The presence of ticket scalpers at shows represents a “black” market, and what any contrarian economist will tell you is that black markets only surface when the laws don’t support a free market. Freedom is missing – but freedom to do what? Scramble to buy tickets from venue owners at published rates then gouge the poor fan too late to catch a deal? How in the world is that fair?
It ain’t fair. But it ain’t the scalper’s fault. Its the venue and promoter’s fault. And the law’s fault.
Here’s the deal (the following is a summary of Walter Block’s chapter on scalping from his master work Defending the Undefendable):
- A moral principle that I believe in is the undeniable primacy of the voluntary transaction. Whatever reasons I may give for why scalping is ok and overall beneficial to society or fans or bands – this is all irrelevant to the fact that a scalper and his customer are trading voluntarily and peacefully. Any law that restricts this is anti-liberty (and anti-human in my view).

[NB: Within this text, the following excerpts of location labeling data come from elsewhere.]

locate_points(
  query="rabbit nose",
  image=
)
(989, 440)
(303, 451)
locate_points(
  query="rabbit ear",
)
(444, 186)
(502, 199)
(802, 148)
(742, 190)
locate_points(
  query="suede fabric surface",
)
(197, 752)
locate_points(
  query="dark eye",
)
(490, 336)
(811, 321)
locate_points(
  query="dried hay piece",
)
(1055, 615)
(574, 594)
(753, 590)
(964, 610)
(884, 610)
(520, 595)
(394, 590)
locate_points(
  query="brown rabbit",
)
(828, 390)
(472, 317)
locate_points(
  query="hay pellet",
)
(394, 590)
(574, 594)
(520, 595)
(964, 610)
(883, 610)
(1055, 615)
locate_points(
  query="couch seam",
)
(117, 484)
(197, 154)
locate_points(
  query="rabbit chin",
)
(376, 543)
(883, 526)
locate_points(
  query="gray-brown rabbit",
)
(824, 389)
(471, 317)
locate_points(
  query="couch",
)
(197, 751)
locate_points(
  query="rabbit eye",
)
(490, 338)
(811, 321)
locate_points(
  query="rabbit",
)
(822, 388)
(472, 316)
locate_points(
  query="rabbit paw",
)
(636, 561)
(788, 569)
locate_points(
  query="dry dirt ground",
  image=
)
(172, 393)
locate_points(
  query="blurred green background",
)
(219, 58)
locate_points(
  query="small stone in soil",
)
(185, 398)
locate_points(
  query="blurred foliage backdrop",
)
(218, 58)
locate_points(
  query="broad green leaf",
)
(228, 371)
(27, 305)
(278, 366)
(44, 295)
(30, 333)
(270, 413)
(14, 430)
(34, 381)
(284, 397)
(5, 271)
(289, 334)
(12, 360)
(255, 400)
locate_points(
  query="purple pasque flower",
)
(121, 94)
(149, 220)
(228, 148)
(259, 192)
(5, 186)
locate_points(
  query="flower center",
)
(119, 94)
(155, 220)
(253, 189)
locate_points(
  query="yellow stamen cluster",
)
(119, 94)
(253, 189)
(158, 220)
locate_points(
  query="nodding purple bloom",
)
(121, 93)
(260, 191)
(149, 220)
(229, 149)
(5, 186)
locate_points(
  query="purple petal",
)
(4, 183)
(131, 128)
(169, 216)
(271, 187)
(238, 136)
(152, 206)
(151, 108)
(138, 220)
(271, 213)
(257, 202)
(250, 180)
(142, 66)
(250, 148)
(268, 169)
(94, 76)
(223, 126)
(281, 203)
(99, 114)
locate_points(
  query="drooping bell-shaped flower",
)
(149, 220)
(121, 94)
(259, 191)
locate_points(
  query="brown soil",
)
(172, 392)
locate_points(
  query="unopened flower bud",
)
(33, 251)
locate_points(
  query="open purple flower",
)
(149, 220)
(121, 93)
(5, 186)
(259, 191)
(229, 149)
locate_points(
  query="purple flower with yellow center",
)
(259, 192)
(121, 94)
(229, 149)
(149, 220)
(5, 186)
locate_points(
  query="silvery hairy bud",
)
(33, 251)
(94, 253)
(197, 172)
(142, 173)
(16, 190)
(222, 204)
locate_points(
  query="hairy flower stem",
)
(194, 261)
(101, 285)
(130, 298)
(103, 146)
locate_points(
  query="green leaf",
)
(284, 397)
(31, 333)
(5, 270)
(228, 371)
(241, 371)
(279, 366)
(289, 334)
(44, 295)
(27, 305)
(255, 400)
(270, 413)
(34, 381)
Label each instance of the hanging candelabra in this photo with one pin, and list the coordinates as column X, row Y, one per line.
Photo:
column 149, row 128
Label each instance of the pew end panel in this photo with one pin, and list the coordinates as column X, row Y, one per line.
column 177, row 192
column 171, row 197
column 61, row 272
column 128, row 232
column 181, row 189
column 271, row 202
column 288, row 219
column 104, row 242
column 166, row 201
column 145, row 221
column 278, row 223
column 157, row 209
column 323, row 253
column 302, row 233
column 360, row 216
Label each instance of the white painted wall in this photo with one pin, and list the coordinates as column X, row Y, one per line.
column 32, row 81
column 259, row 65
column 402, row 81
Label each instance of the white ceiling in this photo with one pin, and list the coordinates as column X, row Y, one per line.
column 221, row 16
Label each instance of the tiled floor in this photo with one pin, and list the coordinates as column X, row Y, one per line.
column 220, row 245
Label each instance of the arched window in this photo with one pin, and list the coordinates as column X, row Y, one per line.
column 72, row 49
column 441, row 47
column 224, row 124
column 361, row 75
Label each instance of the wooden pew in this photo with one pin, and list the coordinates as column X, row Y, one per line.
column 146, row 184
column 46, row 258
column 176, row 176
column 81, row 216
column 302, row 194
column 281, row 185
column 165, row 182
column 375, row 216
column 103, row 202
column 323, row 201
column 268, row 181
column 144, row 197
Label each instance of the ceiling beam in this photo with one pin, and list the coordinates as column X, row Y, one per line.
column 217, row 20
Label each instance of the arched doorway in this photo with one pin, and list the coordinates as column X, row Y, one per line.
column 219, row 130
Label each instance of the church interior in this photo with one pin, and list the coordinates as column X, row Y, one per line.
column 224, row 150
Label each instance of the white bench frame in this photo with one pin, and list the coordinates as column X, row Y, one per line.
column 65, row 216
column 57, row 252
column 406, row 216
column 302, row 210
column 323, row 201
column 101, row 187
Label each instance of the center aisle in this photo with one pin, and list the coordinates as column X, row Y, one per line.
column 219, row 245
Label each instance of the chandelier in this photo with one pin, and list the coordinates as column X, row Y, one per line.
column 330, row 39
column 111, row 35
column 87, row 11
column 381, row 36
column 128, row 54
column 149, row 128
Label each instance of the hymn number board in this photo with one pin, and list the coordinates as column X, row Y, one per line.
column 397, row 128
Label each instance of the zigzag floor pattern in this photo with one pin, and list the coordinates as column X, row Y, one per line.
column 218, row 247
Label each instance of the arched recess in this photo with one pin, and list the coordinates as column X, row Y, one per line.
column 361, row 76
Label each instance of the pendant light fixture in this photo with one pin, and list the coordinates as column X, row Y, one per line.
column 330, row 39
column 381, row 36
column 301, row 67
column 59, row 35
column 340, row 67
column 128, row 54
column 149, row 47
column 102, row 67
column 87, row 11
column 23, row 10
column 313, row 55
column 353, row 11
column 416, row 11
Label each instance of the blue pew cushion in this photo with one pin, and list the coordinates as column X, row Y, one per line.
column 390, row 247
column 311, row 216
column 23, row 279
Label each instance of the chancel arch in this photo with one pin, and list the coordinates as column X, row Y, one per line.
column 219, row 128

- Why are ticket prices fixed? Why on earth wouldn’t a promoter want ticket prices to fluxuate according to demand, like company stock prices? By dynamically adjusting prices to demand in real-time (which is easy to do with modern trading systems), promoters could let the market decide what a bands’ live show was worth. Bands like Rush – and their promoters – would earn a great deal more this way. But why don’t they do it?
- Promoters play games with smaller venue sizes and low ticket prices early in a tour, to encourage “Sold Out” status for that tour. Selling out early dates cheap creates a frenzy for fans to lock in late dates (at now-higher prices).
- Since promoters feel they can gain more by encouraging the criminalization and moral condemnation of voluntary scalping transactions and playing this fake scarcity game, they ignore the potential opportunity of a free market for ticket prices. Enlisting the strong arm of the law to kill your competition is the lazy man’s approach to business. But we live in an age of lazy business men, especially in the sclerotic, stagnant old music industry.
But we’re stuck with this stupid system. When such absurdly small areas of economic life like live entertainment are regulated with freedom-stifling laws, we are tending to the totalitarian world where “Everything not forbidden is compulsory”. Scalpers and all actors in black markets are unsung heroes who should be defended and lauded for pricking the veil on the rotten regime, on tiny bit at a time.